This summer I had to do something that went against one of my most dearly held desires: I asked my ex-husband if he could pay for the full cost of our daughter’s summer camp. I even said please.
It’s important to understand that only a few years ago, I stood in my apartment and raised my clenched fist to the sky à la Scarlett O’Hara digging a carrot from the scorched earth of Tara and hoisting it to the tune of “With God as my witness, I’ll never go hungry again!”—only the tune I sang was “I’ll never depend on that man for money again!”
Of course my ex-husband and I share child-rearing costs. Somewhere in the legalese of my divorce agreement lies a frighteningly specific account of exactly what percentage each of us must contribute for which expenses, with details that cover every contingency from college tuition to outgrown pants. The amounts are calibrated to reflect the amount of time my ex, the non-custodial parent, theoretically spends with our daughter worked through the lens of the differential between our projected earning potential for the next twelve years.

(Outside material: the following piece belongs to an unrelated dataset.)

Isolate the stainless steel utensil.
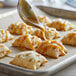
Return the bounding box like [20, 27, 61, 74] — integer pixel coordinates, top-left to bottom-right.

We spent months arriving at these figures. Now, three years later, they couldn’t be more irrelevant. In the interim, my remarriage has eliminated alimony, I added a stepdaughter, I returned to full-time employment, and my daughter left private pre-school for public elementary school. Using prior income calculations to determine who pays for what is as precise as a game of blind man’s bluff.
My current husband and his ex-wife use a completely different set of measures to determine how they pay for my stepdaughter’s expenses. They have joint physical custody, 50/50 down the line, and they have a separate bank account into which they each contribute a monthly sum and from which all expenses are supposed to be made. But with a blended family, how can we reasonably expect that a trip to the supermarket in which we buy food for a week, school supplies for each child, new socks for one, an alarm clock for the other, will result in an accurate tabulation of which account the socks go into and how much food fits into child support calculations? If I manage to slip my cell phone bill into an envelope marked “Work: Tax Deductions” more than once a year, I consider it a financial miracle. I really don’t know whether I’m paying out of my salary for expenses that should come out of my husband and his ex-wife’s separate account, nor can I bring myself to care. We’re a family. Families pay for socks.